The cross tunnel was filled with air at normal pressure, according to the sensors on the right wrist of his suit. Theo stayed buttoned up inside the suit anyway, just to be on the safe side. When he finally arrived at the end of the tunnel, the telltales on the hatch’s control panel were all in the green. He puffed out a sigh of relief. The backup pod hasn’t been punctured, he said to himself. Then he added, if I can believe the sensors.
He tapped out the code on the hatch’s panel and the hatch slid open with a slight grating sound. Hasn’t been used in a while, Theo realized. Dust gets into everything sooner or later.
Cautiously he pushed himself through the hatch and climbed to his feet inside the pod. It was a near-duplicate of the main control center: curving panel of instruments and sensors; electronic keyboards right, left and center; display screens arrayed above the panel; command chair fastened to the deck by its short rails. But the screens were all blank, the instruments and sensors dark.
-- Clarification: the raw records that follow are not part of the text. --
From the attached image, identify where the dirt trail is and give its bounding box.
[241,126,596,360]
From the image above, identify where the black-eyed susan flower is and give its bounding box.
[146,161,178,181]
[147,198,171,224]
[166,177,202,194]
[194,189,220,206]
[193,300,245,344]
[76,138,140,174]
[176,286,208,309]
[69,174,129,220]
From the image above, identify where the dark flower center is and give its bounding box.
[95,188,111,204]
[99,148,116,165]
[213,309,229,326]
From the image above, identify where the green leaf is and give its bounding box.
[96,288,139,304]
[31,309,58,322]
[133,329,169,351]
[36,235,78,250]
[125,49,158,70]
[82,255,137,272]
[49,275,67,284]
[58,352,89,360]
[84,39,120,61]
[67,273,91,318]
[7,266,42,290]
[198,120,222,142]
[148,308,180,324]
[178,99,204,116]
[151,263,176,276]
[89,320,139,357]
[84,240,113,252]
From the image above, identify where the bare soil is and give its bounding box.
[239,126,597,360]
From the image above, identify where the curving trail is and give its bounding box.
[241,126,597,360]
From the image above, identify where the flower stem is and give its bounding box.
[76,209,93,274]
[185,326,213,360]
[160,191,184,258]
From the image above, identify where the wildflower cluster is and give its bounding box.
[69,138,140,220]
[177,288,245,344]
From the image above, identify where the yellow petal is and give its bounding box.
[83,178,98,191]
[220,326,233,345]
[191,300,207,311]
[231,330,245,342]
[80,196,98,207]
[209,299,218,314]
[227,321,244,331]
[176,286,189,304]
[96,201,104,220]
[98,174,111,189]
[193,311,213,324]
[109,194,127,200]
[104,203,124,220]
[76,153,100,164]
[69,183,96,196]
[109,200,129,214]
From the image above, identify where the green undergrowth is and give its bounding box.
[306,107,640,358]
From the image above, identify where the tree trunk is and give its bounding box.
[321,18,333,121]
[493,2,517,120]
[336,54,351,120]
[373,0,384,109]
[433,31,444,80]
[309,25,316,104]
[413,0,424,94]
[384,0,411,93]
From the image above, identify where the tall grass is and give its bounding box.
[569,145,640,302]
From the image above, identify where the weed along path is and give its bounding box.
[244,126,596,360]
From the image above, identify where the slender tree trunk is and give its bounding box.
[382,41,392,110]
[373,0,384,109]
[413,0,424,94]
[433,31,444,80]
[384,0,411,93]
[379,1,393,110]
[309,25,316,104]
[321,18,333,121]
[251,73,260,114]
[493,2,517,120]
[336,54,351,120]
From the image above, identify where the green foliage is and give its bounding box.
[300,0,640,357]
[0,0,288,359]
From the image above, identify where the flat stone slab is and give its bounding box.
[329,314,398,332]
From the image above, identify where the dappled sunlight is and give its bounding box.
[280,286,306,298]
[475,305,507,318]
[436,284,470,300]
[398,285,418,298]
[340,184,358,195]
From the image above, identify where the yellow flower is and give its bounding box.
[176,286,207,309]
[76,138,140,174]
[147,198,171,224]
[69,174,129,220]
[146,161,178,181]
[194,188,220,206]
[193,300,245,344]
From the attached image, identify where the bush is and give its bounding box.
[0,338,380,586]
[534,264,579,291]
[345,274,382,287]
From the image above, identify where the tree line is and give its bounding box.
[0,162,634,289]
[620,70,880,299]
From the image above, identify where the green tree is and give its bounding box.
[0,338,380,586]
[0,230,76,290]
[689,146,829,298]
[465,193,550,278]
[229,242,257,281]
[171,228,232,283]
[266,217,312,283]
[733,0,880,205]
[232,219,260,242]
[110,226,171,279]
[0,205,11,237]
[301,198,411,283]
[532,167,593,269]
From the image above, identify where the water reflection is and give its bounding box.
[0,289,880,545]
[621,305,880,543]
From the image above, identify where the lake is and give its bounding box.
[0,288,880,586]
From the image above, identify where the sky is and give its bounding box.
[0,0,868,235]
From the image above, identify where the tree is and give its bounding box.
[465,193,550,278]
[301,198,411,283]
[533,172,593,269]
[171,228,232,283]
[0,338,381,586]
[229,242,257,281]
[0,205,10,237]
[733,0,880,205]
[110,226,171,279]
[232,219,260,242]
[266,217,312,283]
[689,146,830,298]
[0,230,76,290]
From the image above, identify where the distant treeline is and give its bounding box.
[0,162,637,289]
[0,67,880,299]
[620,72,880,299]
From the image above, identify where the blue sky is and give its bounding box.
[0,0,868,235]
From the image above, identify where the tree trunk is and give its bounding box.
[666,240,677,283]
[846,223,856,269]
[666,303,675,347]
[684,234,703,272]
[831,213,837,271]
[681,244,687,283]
Theo took a deep double lungful of canned air, noticing for the first time how flat and metallic it tasted. His suit’s sensors told him the air in the pod was perfectly fine. Cautiously, he cracked his helmet visor a millimeter or two and sucked in an experimental breath.
“Nothing wrong with that,” he said aloud.
He raised the visor all the way, made a full turn, and decided to take off the helmet altogether.
First, though, he called his mother. “I’m in the pod. It’s undamaged.”
“Good.” He heard a world of relief in his mother’s solitary syllable. She must be using one of the suit radios, he realized. The intercom’s still out.
“Now to get all the systems up and working,” he said.
“Don’t take off your suit,” she cautioned. “Even if you’re breathing ship’s air.”
“Right.” But as soon as he clicked off the suit radio he unlatched his helmet and lifted it off his head. Easier to see and work without the helmet in my way, he reasoned.
* * *
Victor Zacharias sat in his sweatshirt and shorts, staring into the emptiness displayed on the pod’s central screen.
“He’s gone,” Victor muttered to himself. He made the cameras do a full global scan of space around the pod, but there was no sign of the vessel that had attacked him. Nothing out there but dark emptiness and the cold, distant stars watching him like the eyes of ancient gods.
“He’s gone,” Victor repeated. He wiped out Chrysalis, smashed our ship, and now he’s gone off somewhere. Looking for Lars Fuchs, he said. The man must be insane, a total barbarian. Unable to believe that the attacker would just peel away, Victor scanned the area again. Nothing to be seen but dark emptiness and the distant unblinking stars.